Но это была лишь грубая материальная основа тех костров, которые разгорались во всем мире, из пепла которых предстояло возродиться фениксу. За ними последовали в огонь внешние видимые доказательства бесчисленного множества претензий, прав, договоров, долгов, законодательных постановлений, дел и привилегий, коллекции знаков отличия и мундиров, не настолько интересных или красивых, чтобы их стоило сохранять, пошли на усиление пламени, так же как и все военные символы, орудия и материалы, за исключением некоторых действительно славных трофеев и памятников. Бесчисленные шедевры нашего старого, фальшивого, зачастую продажного изящного искусства постигла та же участь: громадные картины, написанные масляными красками для удовлетворения запросов полуобразованного мелкого буржуа, покрасовавшись одно мгновение в пламени, тоже сгорели. Академические мраморные изваяния превращены были в полезную известь; громадное множество глупых статуй и статуэток, разных фаянсовых изделий, занавесок, вышивок, плохих музыкальных инструментов и нотных тетрадей с Дрянной музыкой постигла та же участь. В костры побросали также много книг и связок газет; из частных домов одного только Суотингли – а я считал его, и не без оснований, вообще неграмотным поселком – мы собрали целую мусорную телегу дешевых, плохо отпечатанных изданий второсортных английских классиков, по большей части очень скучных, никем не читаемых, и целую фуру растрепанных бульварных романов с загнутыми, захватанными углами, скверных и бессодержательных, – свидетельство истинно британской умственной водянки… И, когда мы собирали эти книги и газеты, мне казалось, будто мы сваливаем не просто печатную бумагу, а извращенные и искаженные идеи, заразительные внушения, догматы трусливой покорности и глупого нетерпения, подлые, тупые измышления в защиту сонной лености мысли и робких уверток. При этом я испытывал не просто злорадное удовлетворение, а нечто куда большее.
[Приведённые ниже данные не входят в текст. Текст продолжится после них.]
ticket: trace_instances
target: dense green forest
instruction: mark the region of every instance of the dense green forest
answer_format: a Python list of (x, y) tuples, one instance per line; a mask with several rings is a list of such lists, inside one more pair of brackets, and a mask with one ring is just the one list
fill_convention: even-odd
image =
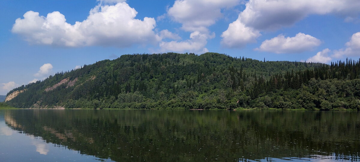
[(327, 65), (210, 52), (126, 55), (7, 95), (23, 90), (6, 103), (23, 108), (360, 110), (360, 59)]

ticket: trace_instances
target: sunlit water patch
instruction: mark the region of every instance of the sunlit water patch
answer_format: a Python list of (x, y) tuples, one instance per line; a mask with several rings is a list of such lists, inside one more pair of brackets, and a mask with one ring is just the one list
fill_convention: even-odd
[(0, 161), (359, 161), (356, 111), (0, 110)]

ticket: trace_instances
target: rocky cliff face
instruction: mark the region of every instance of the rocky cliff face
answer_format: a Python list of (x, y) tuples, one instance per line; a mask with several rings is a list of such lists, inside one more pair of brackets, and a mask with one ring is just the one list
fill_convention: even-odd
[(13, 92), (11, 93), (11, 94), (9, 94), (9, 96), (7, 96), (6, 97), (6, 98), (5, 98), (5, 102), (9, 101), (12, 99), (13, 98), (15, 98), (15, 97), (16, 96), (17, 96), (18, 95), (19, 95), (19, 94), (22, 92), (23, 92), (24, 91), (26, 90), (26, 89), (23, 89), (22, 90), (17, 91), (14, 91)]
[(49, 92), (50, 91), (52, 91), (54, 89), (55, 89), (55, 88), (56, 88), (57, 87), (58, 87), (60, 86), (61, 85), (63, 84), (65, 84), (67, 82), (68, 83), (68, 84), (67, 84), (67, 86), (66, 87), (66, 88), (68, 88), (69, 87), (73, 86), (74, 86), (74, 84), (75, 84), (75, 83), (76, 83), (76, 81), (77, 81), (77, 78), (75, 78), (75, 79), (71, 81), (70, 81), (70, 79), (69, 79), (68, 78), (65, 78), (63, 80), (62, 80), (61, 81), (60, 81), (60, 82), (57, 83), (56, 84), (53, 85), (52, 87), (47, 88), (46, 89), (45, 89), (45, 91), (46, 92)]

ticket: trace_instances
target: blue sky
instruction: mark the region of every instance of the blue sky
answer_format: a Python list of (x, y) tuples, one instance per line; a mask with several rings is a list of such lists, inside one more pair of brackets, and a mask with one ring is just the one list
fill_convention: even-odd
[(0, 95), (57, 71), (128, 54), (357, 60), (359, 8), (357, 0), (4, 1)]

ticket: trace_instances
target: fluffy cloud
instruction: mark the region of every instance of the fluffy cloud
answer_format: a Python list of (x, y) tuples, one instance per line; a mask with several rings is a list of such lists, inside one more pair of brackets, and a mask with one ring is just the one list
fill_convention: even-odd
[(330, 52), (329, 48), (324, 49), (321, 52), (319, 52), (316, 55), (307, 59), (307, 62), (321, 63), (327, 63), (331, 60), (331, 57), (329, 57), (328, 54)]
[(39, 79), (37, 79), (36, 78), (34, 78), (34, 79), (32, 79), (32, 80), (31, 80), (31, 81), (30, 82), (29, 82), (29, 83), (35, 83), (35, 82), (37, 82), (39, 80)]
[(32, 11), (16, 19), (12, 31), (31, 44), (58, 46), (89, 46), (129, 47), (133, 45), (157, 42), (153, 31), (156, 26), (153, 18), (135, 19), (138, 12), (126, 2), (114, 5), (104, 3), (124, 1), (101, 0), (91, 10), (86, 19), (71, 25), (58, 11), (39, 16)]
[(250, 0), (246, 6), (239, 18), (247, 26), (260, 30), (291, 26), (310, 14), (350, 18), (360, 13), (357, 0)]
[(126, 0), (96, 0), (96, 1), (100, 1), (102, 3), (107, 3), (109, 4), (117, 4), (121, 2), (123, 2), (126, 1)]
[(160, 37), (162, 40), (168, 38), (172, 40), (177, 40), (181, 38), (179, 35), (172, 33), (167, 29), (163, 30), (160, 32)]
[[(205, 47), (207, 40), (213, 38), (215, 34), (211, 34), (208, 28), (222, 16), (222, 9), (235, 6), (240, 1), (240, 0), (176, 0), (168, 10), (167, 15), (175, 22), (181, 23), (182, 29), (192, 33), (190, 39), (183, 41), (161, 42), (160, 51), (197, 53), (208, 52)], [(176, 40), (176, 37), (171, 38)]]
[(359, 56), (360, 55), (360, 32), (352, 34), (350, 41), (345, 45), (346, 48), (334, 51), (332, 56), (340, 58), (344, 55)]
[(222, 16), (221, 9), (239, 4), (240, 0), (176, 0), (167, 13), (182, 24), (187, 31), (207, 31), (207, 27)]
[(3, 84), (2, 89), (8, 91), (10, 91), (19, 85), (14, 82), (9, 82), (6, 83), (1, 83)]
[(162, 42), (159, 46), (162, 52), (189, 52), (196, 53), (203, 53), (208, 52), (207, 48), (205, 48), (207, 43), (207, 40), (210, 37), (215, 35), (209, 36), (202, 34), (198, 31), (192, 33), (190, 34), (190, 39), (182, 41), (172, 41)]
[[(254, 31), (258, 33), (291, 26), (311, 14), (332, 14), (348, 21), (355, 19), (360, 13), (357, 0), (250, 0), (245, 5), (238, 19), (223, 33), (222, 43), (225, 46), (243, 47), (244, 43), (255, 42), (255, 36), (260, 35), (254, 34)], [(241, 43), (232, 42), (236, 41), (235, 38), (249, 36), (252, 37), (240, 39)]]
[(34, 75), (35, 77), (44, 77), (49, 74), (53, 70), (53, 65), (51, 64), (45, 64), (40, 67), (40, 70), (37, 73)]
[(321, 41), (310, 35), (299, 33), (294, 37), (285, 38), (280, 34), (262, 42), (256, 50), (276, 54), (300, 53), (312, 49)]
[(261, 35), (258, 31), (245, 26), (238, 19), (229, 24), (222, 33), (221, 43), (226, 47), (242, 47), (247, 43), (256, 42), (256, 38)]

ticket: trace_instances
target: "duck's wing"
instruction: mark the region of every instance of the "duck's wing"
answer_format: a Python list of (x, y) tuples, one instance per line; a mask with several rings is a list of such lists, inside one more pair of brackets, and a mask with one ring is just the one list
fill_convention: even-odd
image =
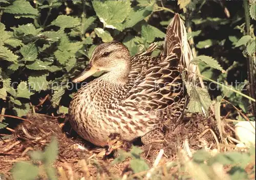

Повторяю, я был так занят этим делом мусорщика, что не заметил тех слабых признаков перемены в состоянии здоровья матушки, которые иначе не ускользнули бы от моего внимания. Мне даже показалось, что она немного окрепла, на лице появился легкий румянец и она стала разговорчивей…
Накануне праздника Майских костров, когда кончилась наша очистка Лоучестера, я отправился по долине в противоположный конец Суотингли, чтобы помочь рассортировать склады нескольких отдельных гончарен, состоявшие главным образом из каминных украшений и имитаций под мрамор, но отобрать можно было очень немногое. Здесь-то наконец по телефону отыскала меня Анна, ухаживавшая за моей матерью, и сообщила, что матушка внезапно скончалась утром, почти тотчас же после моего ухода.
Я не сразу поверил; это неминуемое событие страшно потрясло меня, как будто я никогда его не предвидел. Я продолжал машинально работать, потом апатично, в каком-то отупении, почти с любопытством направился в Лоучестер.
Когда я прибыл туда, все уже было сделано, и я увидел среди белых цветов бледное лицо моей старушки матери. Выражение его было совершенно спокойное, но несколько холодное, суровое и незнакомое.
Я вошел к ней в тихую комнату один и долго простоял у ее постели. Потом присел и задумался…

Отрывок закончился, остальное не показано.